The obituaries and remembrances continue to trickle out, and on Tuesday the UK Telegraph published one of the best so far. Bauer wrote dozens of books in his career, but two of his insights remain of monumental importance today. The first:

“[Bauer] held that, although there had been other genocides, the Holocaust was unique and distinct. This was, first, because of its global scope — the plan to annihilate every Jew, everywhere; second, because of its ideology in that, unlike other mass killings, which were often pragmatic in nature, the Holocaust was a burden on the German people, who could have used the Jews as slaves, but instead chose to exterminate them.”

And the second:

“Bauer’s contribution to Holocaust studies went beyond academia. In 1998, with European heads of state, Bauer was instrumental in setting up the International Holocaust Remembrance Alliance (IHRA), a coalition of more than 35 countries that requires its members to devote government funding to education and commemoration.

“With the IHRA, Bauer also helped establish the ‘working definition’ of anti-Semitism, which many governments and organizations use to help define hate crimes and discrimination against Jews.”

Those two points have, in the wake of Oct. 7 and the ensuing war, been at the center of much of the debate about anti-Semitism. And they come to us from one of the most important historians of the 20th century, a man who all but created the discipline of Holocaust history.
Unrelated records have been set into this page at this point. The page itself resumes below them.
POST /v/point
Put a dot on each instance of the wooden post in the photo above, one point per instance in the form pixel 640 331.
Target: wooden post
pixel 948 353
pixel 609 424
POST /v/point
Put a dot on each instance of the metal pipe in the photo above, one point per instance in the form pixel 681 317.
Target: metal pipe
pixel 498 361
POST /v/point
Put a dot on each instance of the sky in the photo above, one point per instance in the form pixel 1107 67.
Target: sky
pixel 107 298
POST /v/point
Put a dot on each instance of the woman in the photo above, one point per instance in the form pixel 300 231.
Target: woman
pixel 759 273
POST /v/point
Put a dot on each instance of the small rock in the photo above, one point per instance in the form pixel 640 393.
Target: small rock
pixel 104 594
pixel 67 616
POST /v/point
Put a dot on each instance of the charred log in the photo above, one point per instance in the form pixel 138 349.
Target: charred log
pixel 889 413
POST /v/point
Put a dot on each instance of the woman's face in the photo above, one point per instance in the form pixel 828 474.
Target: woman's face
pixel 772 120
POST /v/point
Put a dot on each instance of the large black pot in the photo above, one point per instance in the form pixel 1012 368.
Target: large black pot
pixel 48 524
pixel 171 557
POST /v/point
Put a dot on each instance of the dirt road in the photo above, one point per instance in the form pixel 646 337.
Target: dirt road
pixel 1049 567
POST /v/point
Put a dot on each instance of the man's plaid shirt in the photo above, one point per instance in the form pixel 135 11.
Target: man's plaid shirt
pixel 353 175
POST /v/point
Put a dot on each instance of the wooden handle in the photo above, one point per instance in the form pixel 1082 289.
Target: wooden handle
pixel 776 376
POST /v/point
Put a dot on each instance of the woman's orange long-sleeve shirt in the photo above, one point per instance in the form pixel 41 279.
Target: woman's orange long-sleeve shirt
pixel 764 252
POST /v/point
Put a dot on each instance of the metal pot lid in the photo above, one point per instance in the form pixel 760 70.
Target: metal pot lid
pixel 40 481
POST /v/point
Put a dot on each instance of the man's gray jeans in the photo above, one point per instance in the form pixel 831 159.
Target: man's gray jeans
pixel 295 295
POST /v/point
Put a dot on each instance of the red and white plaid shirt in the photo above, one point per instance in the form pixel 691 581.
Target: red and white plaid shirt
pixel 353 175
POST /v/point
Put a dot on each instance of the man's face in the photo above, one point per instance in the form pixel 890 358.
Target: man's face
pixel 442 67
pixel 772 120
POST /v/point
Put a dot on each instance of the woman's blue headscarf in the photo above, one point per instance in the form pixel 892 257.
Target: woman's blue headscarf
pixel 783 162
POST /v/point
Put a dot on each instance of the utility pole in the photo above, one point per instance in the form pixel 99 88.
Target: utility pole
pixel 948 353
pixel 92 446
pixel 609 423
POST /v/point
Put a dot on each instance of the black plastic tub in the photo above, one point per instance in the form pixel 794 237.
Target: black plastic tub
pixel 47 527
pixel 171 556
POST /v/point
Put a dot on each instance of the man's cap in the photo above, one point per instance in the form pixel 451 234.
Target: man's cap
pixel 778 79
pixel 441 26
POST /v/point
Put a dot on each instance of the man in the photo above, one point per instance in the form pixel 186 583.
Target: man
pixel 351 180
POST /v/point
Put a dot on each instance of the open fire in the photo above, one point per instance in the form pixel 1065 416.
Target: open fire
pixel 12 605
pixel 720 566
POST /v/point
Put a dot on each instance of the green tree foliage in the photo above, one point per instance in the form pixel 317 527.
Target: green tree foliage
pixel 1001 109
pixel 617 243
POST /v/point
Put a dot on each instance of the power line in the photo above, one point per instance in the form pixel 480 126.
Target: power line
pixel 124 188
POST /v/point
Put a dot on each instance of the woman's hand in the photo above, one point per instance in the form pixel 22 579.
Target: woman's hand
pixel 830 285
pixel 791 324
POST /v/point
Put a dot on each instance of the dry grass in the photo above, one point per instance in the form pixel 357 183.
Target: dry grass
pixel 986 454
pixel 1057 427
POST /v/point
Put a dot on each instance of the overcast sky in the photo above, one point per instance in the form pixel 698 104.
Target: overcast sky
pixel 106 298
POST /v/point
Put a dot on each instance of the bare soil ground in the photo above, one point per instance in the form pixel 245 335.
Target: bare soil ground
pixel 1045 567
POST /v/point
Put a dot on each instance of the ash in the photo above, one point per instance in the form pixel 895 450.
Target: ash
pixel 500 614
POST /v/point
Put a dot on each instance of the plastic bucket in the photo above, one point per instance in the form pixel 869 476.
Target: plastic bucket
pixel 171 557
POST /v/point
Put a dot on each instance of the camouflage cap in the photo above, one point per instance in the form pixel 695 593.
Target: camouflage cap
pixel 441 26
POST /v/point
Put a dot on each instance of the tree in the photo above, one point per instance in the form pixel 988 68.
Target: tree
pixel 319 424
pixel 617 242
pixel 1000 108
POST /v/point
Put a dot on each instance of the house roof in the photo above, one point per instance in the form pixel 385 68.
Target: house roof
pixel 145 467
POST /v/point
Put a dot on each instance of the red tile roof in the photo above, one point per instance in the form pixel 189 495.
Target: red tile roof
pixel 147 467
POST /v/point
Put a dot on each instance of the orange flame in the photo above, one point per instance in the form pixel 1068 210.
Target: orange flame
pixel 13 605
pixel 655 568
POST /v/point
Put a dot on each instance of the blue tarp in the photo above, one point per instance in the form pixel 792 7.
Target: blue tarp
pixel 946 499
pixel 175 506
The IHRA definition of anti-Semitism has become controversial because it holds that certain types of rhetoric about Israel can cross the line into anti-Semitism. On both the left and the right, critics warn that wide adoption of the IHRA definition will necessitate the suppression of speech about Israeli policy, but that is often a bad-faith excuse to smuggle anti-Semitism into mainstream narratives under the guise of criticism of Israel. The lesson from Yehuda Bauer’s life is that you look the world squarely in the face and don’t pretend you can’t see what’s there. We cannot discard the definition of anti-Semitism because anti-Semites don’t like being called out.

The distinctiveness of the Holocaust, meanwhile, should inform our discourse far more than it does. The Holocaust was unique because anti-Semitism is a uniquely powerful and socially disfiguring force. Bauer’s scholarship, then, completely discredits the halfhearted approaches to countering Jew-hate that are so popular in the modern West, such as pairing anti-Semitism with Islamophobia, adding anti-Semitism to DEI or other race-bias trainings or sensitivity workshops. Anti-Semitism is more resistant to traditional anti-racism tactics and the consequences of failing to contain its spread are limitless.

Finally, the popularization of the argument (especially in progressive intellectual circles) that the Jews were first the victims and then the victimizers of the same Hitlerite program of annihilation is a sign of how thorough ignorance and bigotry have colonized the minds of those who call themselves educators and students. Comparing Israel to Nazi Germany is not an opinion or a theory or a thought experiment, it is just a lie, and a dangerous and destabilizing one at that. Bauer looked back into the abyss from which he escaped so that we would know the truth, and we do. We should never pretend otherwise.